The ability to 3D print large structures could be a boon for the construction industry, reducing material wastage and construction time. Currently, 3D printing of large concrete structures requires huge printers that are larger than the printed objects, which is unfeasible since most construction sites have space constraints.

In this study, researchers led by Assistant Professor Pham Quang Cuong and his team at NTU’s Singapore Center for 3D Printing have tapped on swarm printing, whereby two robotic arms work in concert to create large 3D structures.

Printing concrete structures concurrently with two mobile robots was a challenge as both robots had to move into place and start printing their parts without colliding into each other. Printing the concrete structure in segments is also not acceptable, as joints between the two parts will not bond properly if the concrete does not overlap during the printing process.

The researchers solved these problems by first having a computer map out the design to be printed. They then assigned specific parts of the printing process to the two robotic arms, which relied on an algorithm to avoid collision during the concurrent printing.

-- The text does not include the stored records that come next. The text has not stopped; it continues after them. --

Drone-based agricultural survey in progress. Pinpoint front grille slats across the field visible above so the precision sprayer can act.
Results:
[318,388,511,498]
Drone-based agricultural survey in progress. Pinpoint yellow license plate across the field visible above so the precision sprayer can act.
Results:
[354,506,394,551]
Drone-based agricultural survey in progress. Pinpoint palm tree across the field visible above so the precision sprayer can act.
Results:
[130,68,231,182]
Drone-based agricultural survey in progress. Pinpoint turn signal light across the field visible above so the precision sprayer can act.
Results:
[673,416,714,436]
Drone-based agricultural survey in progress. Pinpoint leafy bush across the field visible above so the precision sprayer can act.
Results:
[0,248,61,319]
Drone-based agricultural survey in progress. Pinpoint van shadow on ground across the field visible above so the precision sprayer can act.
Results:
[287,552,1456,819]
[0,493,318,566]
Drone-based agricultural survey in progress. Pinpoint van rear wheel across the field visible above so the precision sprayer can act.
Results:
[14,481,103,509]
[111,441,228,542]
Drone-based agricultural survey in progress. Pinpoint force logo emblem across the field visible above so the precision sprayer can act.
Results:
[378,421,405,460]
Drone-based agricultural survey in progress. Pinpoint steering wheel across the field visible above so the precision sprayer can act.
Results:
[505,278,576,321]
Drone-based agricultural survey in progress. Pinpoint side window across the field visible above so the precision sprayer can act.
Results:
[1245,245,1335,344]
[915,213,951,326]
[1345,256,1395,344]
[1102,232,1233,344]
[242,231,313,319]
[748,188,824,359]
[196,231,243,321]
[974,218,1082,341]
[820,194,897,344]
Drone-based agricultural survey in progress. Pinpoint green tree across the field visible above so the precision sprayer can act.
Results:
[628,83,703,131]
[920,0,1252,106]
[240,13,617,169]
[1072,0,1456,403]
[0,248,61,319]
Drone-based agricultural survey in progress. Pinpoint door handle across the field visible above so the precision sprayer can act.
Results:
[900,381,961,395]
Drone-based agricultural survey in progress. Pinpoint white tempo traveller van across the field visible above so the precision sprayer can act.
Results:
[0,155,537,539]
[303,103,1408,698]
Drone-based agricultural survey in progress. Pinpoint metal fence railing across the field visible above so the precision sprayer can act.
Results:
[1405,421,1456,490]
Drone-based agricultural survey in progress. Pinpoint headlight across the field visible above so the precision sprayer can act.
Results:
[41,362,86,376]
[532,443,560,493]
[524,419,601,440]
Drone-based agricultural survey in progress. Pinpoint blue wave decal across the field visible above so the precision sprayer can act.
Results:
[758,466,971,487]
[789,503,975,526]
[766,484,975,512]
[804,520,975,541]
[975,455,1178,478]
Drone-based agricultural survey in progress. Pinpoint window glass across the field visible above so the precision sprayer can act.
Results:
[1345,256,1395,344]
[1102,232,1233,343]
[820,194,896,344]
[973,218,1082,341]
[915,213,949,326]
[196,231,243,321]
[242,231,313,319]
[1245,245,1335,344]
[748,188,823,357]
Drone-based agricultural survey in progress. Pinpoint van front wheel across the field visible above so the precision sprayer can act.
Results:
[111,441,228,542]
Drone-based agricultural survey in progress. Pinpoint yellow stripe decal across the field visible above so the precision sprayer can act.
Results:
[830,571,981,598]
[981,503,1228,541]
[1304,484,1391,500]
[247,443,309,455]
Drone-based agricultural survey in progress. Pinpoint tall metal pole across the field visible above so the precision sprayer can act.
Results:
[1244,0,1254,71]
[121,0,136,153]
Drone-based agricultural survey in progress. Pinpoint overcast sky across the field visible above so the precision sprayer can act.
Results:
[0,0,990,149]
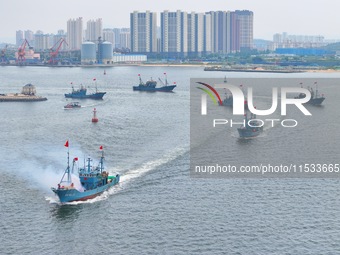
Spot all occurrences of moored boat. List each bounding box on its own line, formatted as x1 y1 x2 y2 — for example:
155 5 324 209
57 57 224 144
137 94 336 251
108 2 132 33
65 79 106 99
51 141 120 203
237 113 263 138
295 82 326 105
64 102 81 109
133 73 177 92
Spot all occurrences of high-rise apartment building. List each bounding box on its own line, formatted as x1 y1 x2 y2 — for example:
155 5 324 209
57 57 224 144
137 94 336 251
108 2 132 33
15 30 24 47
67 17 83 50
235 10 254 51
24 30 34 45
161 11 187 57
131 10 253 58
34 30 51 51
85 19 103 43
119 28 131 49
130 11 157 53
103 28 116 48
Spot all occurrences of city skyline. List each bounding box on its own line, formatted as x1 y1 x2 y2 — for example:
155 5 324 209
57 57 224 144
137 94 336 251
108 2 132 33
0 0 340 43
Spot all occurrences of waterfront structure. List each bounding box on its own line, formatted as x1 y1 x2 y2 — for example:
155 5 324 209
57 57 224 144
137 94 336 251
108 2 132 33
34 30 51 51
24 30 34 45
112 54 148 63
85 19 103 43
130 11 157 54
119 28 131 49
103 28 116 46
81 42 97 65
15 30 24 47
67 17 83 50
97 41 113 64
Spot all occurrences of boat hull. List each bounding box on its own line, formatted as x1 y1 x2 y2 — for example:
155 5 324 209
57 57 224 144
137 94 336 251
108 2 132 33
307 97 325 105
133 85 176 92
65 92 106 99
52 175 120 203
237 127 263 138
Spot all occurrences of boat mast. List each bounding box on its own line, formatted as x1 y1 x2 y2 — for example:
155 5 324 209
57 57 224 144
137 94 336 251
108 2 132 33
314 82 318 98
99 145 104 173
164 73 168 86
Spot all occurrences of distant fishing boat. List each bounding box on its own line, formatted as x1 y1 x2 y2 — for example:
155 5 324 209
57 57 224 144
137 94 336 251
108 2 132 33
295 82 326 105
237 112 263 138
223 82 248 110
65 79 106 99
51 141 120 203
64 102 81 109
133 73 176 92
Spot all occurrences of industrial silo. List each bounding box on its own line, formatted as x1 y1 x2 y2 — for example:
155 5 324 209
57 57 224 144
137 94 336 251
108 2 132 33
81 42 96 65
98 42 113 65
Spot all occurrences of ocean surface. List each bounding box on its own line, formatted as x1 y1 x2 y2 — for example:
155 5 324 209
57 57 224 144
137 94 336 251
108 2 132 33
0 66 340 255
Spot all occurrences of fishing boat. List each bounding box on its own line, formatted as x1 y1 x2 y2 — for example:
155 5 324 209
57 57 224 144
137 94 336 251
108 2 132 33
133 73 176 92
295 82 326 105
237 113 263 138
64 102 81 109
65 79 106 99
51 141 120 203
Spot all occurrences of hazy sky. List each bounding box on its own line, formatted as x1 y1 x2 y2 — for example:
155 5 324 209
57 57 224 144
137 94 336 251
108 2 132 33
0 0 340 42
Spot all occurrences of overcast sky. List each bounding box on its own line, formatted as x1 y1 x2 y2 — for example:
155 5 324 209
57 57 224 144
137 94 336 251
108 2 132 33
0 0 340 42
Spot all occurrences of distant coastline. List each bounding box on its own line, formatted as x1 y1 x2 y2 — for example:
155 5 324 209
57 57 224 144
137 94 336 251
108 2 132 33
0 63 340 73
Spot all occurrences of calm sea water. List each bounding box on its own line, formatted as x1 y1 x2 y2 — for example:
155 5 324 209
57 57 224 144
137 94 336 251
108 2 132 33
0 67 340 254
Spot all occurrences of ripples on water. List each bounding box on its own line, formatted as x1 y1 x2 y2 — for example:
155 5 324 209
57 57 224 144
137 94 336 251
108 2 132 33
0 67 340 254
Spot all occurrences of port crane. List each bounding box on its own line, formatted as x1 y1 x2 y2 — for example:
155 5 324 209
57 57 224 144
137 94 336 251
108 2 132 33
17 39 31 64
0 44 8 64
48 38 68 65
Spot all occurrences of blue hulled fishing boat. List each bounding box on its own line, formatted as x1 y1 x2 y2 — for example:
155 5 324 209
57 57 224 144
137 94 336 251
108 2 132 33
133 73 176 92
51 141 120 203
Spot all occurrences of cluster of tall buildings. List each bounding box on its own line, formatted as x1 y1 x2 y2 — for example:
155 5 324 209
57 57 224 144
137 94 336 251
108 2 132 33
130 10 253 57
272 32 327 50
16 17 130 51
16 10 253 58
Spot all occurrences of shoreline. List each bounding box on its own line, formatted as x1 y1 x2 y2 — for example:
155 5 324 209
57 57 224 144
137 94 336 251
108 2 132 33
0 63 340 73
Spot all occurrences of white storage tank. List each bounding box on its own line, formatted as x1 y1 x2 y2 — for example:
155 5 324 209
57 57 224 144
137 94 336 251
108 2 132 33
81 42 96 65
98 42 113 65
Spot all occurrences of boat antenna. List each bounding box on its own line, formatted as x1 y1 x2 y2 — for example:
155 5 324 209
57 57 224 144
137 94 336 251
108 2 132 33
138 74 143 84
158 78 167 86
99 145 104 173
93 78 98 93
60 139 71 182
164 73 168 86
314 81 318 97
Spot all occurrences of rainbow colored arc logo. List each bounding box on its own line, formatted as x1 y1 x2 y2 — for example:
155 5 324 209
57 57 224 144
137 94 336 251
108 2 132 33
196 82 223 105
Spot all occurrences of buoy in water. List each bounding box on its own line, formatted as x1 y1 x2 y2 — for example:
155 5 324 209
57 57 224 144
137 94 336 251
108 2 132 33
92 108 98 122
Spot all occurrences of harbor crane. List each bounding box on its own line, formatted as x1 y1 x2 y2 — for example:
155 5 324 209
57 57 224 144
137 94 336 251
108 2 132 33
48 38 68 65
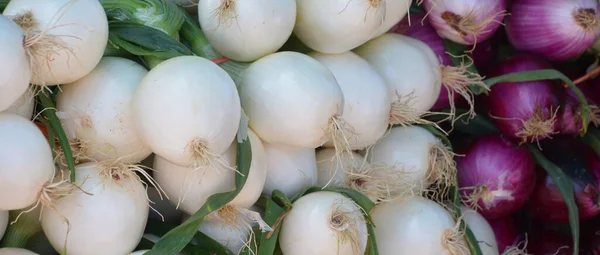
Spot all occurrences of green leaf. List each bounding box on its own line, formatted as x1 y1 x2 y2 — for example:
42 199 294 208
109 21 193 59
444 39 488 95
527 144 580 255
38 91 75 182
145 137 252 255
483 69 590 136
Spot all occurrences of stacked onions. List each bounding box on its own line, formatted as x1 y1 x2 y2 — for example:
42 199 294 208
424 0 506 45
506 0 600 61
486 55 558 142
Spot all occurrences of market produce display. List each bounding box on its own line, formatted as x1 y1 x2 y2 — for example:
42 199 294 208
0 0 600 255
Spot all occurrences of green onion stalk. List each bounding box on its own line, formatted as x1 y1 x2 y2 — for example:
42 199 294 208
100 0 184 68
100 0 250 84
0 206 42 248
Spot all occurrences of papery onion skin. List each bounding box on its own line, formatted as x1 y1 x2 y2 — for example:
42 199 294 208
506 0 600 61
487 216 519 254
486 54 559 142
456 134 535 219
527 146 600 223
423 0 506 45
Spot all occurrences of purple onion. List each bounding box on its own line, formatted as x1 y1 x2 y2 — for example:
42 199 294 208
527 145 600 223
423 0 506 45
456 134 535 219
486 55 559 142
506 0 600 61
487 216 519 254
390 13 487 110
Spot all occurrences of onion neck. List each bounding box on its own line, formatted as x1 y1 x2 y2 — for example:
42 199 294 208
573 8 600 31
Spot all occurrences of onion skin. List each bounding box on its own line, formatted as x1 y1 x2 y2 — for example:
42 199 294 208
488 216 519 254
527 147 600 223
456 134 535 219
423 0 506 45
506 0 600 61
486 54 559 142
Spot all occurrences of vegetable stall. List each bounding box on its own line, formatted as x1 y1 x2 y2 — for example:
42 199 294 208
0 0 600 255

Using precise location positioning, the robots then moved into place and printed their assigned parts, ensuring that the joints between the separate parts are overlapped. Throughout the process, the specialized liquid concrete mix had to be blended evenly to ensure consistency.

In eight minutes, the robots 3D printed a concrete structure measuring 1.86m x 0.46m x 0.13m, which took two days to harden and one week to achieve its full strength before it was ready for installation.

Having multiple mobile robots that can 3D print in sync means that large structures like architectural features and specially-designed facades can be printed anywhere as long as there is enough space for the robots to move around the work site.

“We envisioned a team of robots which can be transported to a work site, print large pieces of concrete structures and then move on to the next project once the parts have been printed,” said Pham.

“This research builds on the knowledge we have acquired from developing a robot to autonomously assemble an Ikea chair. But this latest project is more complex in terms of planning and execution due to its much larger scale,” he added.

Moving forward, the NTU research team will integrate more robots to print larger structures, optimize the printing algorithm for consistent performance and improve the concrete material for faster curing.

The article can be found at: Zhang et al. (2018) Large-scale 3D Printing by a Team of Mobile Robots.